Privacy officials in Canada and Australia have found that while Ashley Madison marketed itself as a discreet and secure service, the site for married people seeking affairs in fact had inadequate security safeguards and policies.
More than a year after a massive data breach that made international headlines, the Office of the Privacy Commissioner of Canada and the Office of the Australian Information Commissioner say their investigation into Ashley Madison has identified numerous violations of the privacy laws of both countries.
In a report released Tuesday, the two agencies say there was a lack of a comprehensive privacy and security framework, even though the site's parent company knew how important it was, and even went so far as to place a fake security trustmark icon on its home page to reassure users.
Though the company did have some security measures in place, the report found several issues, including inadequate authentication processes for employees accessing the company's system remotely and poor key and password management practices.
"Privacy breaches are a core risk for any organization with a business model based on the collection and use of personal information," Canada's privacy commissioner, Daniel Therrien, said in a statement.
"Where data is highly sensitive and attractive to criminals, the risk is even greater. Handling huge amounts of this kind of personal information without a comprehensive information security plan is unacceptable. This is an important lesson all organizations can draw from the investigation."
Last year's hack exposed the personal dealings and financial information of millions of purported clients.

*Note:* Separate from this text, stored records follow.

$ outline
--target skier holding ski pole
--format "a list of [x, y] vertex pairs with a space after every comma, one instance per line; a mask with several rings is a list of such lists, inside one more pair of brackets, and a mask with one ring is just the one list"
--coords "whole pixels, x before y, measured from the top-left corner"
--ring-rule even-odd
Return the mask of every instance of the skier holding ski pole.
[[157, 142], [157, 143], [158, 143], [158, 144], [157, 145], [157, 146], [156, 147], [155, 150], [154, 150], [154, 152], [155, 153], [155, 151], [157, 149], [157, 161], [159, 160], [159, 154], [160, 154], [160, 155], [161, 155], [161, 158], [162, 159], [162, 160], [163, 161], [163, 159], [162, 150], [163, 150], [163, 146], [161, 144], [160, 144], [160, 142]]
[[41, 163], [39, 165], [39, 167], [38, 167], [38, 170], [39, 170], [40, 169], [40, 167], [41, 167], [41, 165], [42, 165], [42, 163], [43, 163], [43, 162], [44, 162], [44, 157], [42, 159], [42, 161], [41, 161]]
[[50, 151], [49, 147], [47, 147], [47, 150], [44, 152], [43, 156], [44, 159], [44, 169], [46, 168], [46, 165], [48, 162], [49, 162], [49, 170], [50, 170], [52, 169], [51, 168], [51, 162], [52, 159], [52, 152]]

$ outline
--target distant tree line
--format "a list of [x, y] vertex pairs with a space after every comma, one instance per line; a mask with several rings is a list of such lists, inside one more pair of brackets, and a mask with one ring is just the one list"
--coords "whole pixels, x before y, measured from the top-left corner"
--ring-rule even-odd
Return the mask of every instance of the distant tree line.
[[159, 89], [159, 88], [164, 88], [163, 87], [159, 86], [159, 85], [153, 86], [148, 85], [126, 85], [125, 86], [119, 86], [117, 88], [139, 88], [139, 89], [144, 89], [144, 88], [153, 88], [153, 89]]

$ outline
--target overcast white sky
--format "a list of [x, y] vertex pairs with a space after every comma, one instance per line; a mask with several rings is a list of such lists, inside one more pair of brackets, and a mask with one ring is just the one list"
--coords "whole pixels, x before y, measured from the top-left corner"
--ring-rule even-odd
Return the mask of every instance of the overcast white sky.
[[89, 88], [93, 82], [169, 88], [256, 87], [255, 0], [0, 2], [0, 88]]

Ashley Madison's parent company, Ruby Corp. — formerly known as Avid Life Media — has said the cyberattack cost it about a quarter of its annual revenue.
The company said Tuesday it has co-operated with the investigation and entered into a compliance agreement that makes the report's recommendations enforceable in court.
It vowed to take several steps to ensure better data security, including completing a comprehensive third-party review of its existing protections by the end of this year — a process the company said is already underway.
Ruby Corp. also committed to further boosting and documenting its information security framework by May 31 of next year, and said mandatory security and privacy training for employees has already been implemented.
"The company continues to make significant, ongoing investments in privacy and security to address the constantly evolving threats facing online businesses. These investments are the cornerstone of rebuilding consumer trust over the long term," the company's CEO, Rob Segal, said in a statement.